English publishers had converted a literary text into an ethnographic one to Country Email List highlight the supposed barbarism of Moscow. This was not new: in 1839 the Marquis de Custine – the French aristocrat who would later be taken up by Aleksandr Sokúrov as the protagonist in his award-winning film The Russian Ark (2003) – had published his book From him Russiain which he Country Email List described the Russians as drunken, intolerant, and promiscuous, with appalling tastes in the arts, and, moreover, with scant and bad manners. Something Country Email List similar had been written by the diplomat Joseph de Maistre in his Saint Petersburg Evenings of 182.
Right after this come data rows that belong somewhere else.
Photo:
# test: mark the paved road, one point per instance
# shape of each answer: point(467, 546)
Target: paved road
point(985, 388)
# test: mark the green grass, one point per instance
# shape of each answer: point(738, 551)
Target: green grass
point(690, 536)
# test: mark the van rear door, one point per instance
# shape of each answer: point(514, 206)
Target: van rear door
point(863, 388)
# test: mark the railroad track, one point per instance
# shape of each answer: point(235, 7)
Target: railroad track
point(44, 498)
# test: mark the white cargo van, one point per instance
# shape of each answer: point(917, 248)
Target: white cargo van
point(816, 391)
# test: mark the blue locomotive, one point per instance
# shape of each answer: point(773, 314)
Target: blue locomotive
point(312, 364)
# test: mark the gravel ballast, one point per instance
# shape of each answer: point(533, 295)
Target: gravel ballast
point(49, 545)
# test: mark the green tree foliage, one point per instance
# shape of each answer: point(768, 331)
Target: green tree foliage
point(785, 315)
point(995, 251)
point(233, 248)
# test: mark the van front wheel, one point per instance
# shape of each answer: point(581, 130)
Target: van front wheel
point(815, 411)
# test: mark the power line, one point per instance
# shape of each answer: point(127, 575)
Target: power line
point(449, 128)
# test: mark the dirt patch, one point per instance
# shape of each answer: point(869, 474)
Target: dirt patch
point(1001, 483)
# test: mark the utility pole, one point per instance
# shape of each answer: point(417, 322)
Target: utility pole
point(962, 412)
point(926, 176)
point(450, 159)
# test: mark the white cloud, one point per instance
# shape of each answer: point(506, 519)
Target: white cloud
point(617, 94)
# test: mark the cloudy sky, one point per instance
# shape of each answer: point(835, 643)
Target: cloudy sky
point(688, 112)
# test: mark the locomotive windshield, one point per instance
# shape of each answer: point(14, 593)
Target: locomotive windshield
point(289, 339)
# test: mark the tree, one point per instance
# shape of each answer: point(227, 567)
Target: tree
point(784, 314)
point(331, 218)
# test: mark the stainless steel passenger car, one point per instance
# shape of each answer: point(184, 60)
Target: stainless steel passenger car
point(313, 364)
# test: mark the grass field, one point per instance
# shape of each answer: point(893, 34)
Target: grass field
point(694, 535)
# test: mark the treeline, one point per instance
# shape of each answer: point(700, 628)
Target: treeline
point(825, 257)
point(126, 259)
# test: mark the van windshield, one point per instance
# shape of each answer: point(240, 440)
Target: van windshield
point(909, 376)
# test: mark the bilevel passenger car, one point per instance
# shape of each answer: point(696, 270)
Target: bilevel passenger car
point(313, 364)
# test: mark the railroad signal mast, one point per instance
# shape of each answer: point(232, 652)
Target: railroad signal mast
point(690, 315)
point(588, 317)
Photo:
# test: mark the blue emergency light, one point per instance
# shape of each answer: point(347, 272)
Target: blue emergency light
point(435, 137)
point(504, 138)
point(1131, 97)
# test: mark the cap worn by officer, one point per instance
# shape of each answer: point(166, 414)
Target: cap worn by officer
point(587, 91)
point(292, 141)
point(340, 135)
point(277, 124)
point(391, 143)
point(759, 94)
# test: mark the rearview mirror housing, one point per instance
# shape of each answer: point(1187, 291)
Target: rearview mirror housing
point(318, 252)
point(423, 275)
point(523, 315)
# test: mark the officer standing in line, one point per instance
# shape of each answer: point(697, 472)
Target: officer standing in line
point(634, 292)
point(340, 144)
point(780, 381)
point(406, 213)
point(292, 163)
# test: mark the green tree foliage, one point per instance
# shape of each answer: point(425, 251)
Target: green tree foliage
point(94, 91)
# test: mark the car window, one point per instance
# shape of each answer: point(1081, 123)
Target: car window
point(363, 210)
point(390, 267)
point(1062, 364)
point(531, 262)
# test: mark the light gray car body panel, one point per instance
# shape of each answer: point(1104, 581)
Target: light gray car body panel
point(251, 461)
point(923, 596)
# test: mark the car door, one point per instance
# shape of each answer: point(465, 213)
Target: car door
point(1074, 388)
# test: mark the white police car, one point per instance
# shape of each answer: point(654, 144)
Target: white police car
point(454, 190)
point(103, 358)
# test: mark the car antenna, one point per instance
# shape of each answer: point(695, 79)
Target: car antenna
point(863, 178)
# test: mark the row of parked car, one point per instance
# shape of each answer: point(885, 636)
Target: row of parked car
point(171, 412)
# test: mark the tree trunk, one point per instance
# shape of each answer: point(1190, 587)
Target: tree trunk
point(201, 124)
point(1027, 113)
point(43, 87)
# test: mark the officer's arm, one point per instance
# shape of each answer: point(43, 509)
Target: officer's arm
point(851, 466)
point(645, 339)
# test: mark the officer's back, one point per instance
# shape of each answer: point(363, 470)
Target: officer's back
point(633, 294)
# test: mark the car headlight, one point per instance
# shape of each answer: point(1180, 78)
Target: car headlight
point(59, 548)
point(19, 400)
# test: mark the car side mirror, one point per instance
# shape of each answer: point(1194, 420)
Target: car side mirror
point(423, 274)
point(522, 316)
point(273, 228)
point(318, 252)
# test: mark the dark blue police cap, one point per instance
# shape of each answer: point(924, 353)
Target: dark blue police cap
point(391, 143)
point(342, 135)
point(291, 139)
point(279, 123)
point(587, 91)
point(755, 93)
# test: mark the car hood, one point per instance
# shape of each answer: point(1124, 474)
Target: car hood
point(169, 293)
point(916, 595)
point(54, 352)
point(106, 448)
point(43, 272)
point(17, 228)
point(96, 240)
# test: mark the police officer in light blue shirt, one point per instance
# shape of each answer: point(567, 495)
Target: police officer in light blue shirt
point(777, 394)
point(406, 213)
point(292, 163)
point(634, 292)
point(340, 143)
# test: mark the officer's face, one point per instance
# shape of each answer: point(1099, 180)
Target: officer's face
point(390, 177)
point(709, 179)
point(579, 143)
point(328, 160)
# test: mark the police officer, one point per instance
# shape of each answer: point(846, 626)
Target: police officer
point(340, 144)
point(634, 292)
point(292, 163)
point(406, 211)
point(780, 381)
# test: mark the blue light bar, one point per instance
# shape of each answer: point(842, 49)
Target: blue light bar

After spending several seasons in the Saint Petersburg of the tsars. Some Country Email List decades later, some intellectuals who had read (mis) Fyodor Dostoevsky and Anton Chekhov concluded that the Russians were all "crazy, melancholic and suicidal." Even in times before Peter the Great, Country Email List travelers and diplomats described his time in the Empire in the worst terms. For centuries, then, there has been a European tradition that attributes to Russia those practices that are disapproved in Country Email List its own territory. The triumph of communism in 1917 and the rise of the Cold War in the 20th century only increased the dose of preconceptions. Thus, a famous French historian had no problem highlighting Lenin's Kalmyk (read: Asian ) origins to explain.